Mum dibine ışık vermez.
Ara

İlaç Bağımlılığı Ve İlaç Suistimali / Psikolojik Sorunlar

İlaç Bağımlılığı Ve İlaç Suistimali

İlaçların tıbbi endikasyon dışında kullanılması ve/veya özellikle bir hekime danışmadan kişinin kendi insiyatifi ile veya yetkisiz kişilerin önerileri ile ilaç kullanılması olayı tıbbi olmayan ilaç kullanılışı veya ilaç suistimali olarak adlandırılır. Oysa yanlış ilaç kullanımı (ilacın gerektiği gibi kullanılmaması) ile ilaç suistimali (ilacın kötüye kullanılması) tamamen farklı konulardır.
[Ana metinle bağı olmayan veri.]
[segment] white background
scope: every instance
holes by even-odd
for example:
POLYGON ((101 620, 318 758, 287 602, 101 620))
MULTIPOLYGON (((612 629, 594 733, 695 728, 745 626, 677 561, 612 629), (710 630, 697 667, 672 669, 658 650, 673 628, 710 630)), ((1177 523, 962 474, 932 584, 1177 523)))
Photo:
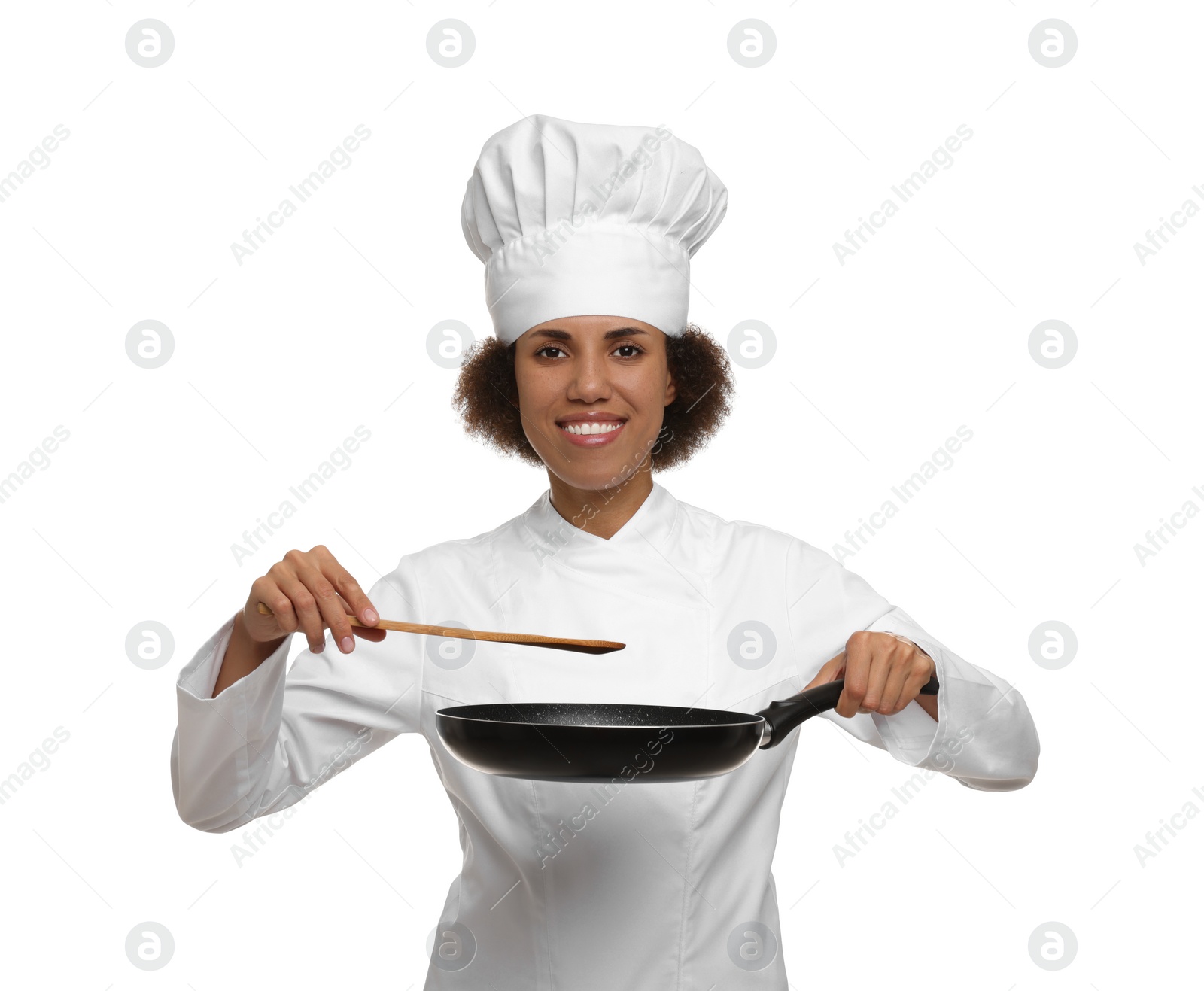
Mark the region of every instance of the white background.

Daha önceleri ilaç suistimali, günümüzde ise madde suistimali olarak ifade edilen olay ile ilgili tanımlamalar çok karmaşık olup, yıllarca değişikliklere uğramıştır. İlaç alışkanlığı , doğal veya sentetik bir ilacın yinelenen kullanımının neden olduğu, kişiye ve topluma zararlı, peryodik ve kronik zehirlenme olgusu olarak tanımlanır. Bu olgunun başlıca karakteristikleri şunlardır:
a- İlacı almak için önüne geçilmez bir istek ve onu her yola başvurarak sağlamaya çalışmak,
b- Dozu arttırma eğilimi,
c- İlacın etkilerine karşı psişik (psikolojik) ve bazen fiziki bağımlılık.

Fizksel bağımlılık, geri çekme veya yoksunluk sendromu olarak ifade edilen, ilaç ile ilgili karekteristik ve özgül bir grup semptomları önlemek için ilacın sürekli kullanılmasını buyuran ve o ilacın sürekli kullanılmasının neden olduğu fizyolojik durumdaki değişiklik olarak tanımlanır.

Görüldüğü gibi İlaç (veya madde) suistimali, çevrenin yerleşmiş uygulamalarına ve diğer hükümlerine aykırılığı yansıtan izafi bir kavramdır. İlaç bağımlılığı ise biyolojik bir olaydır. Kişide bağımlılığın başlangıcı genellikle ilaç suistimaline dayanır. Başka bir deyişle bağımlılık, çoğu olguda ilacın tıbbi olarak kullanılışı sonucu değil, başından beri suistimal şeklinde kullanılması sonucu gelişir. Kişide bağımlılık yapma potansiyeli yüksek olan ilaçların çoğu tıpta çeşitli hastalıkların tedavisinde ve diğer amaçlarla kontrollü olarak kullanılırlar.

Bağımlılık yapan ilaçlar, SSS'de önemli derecede stimülasyon veya depresyon oluşturan, sonuçta algılama, mizaç, mental parametreler, davranış ve bazen motor fonksiyonlarda bozukluk yapan psikotrop ilaçlar'dır.

Bu ilaçlar çeşitli kaynaklarda yanlış ve yanıltıcı olarak uyuşturucu ilaçlar veya narkotik ilaçlar olarak adlandırılırlar. Esasında bu ilaçların sadece bir bölümü narkotiktir yani SSS'de depresyon yapar. Amfetaminler, kokain ve halüsinojenler gibi diğerleri ise SSS'de stimülasyon oluştururlar. Bağımlılık yapan kimyasal etkenlerin hepsi ilaç olmadığı gibi günümüzde ilaç bağımlılığı yerine madde bağımlılığı terimi tercih edilmektedir.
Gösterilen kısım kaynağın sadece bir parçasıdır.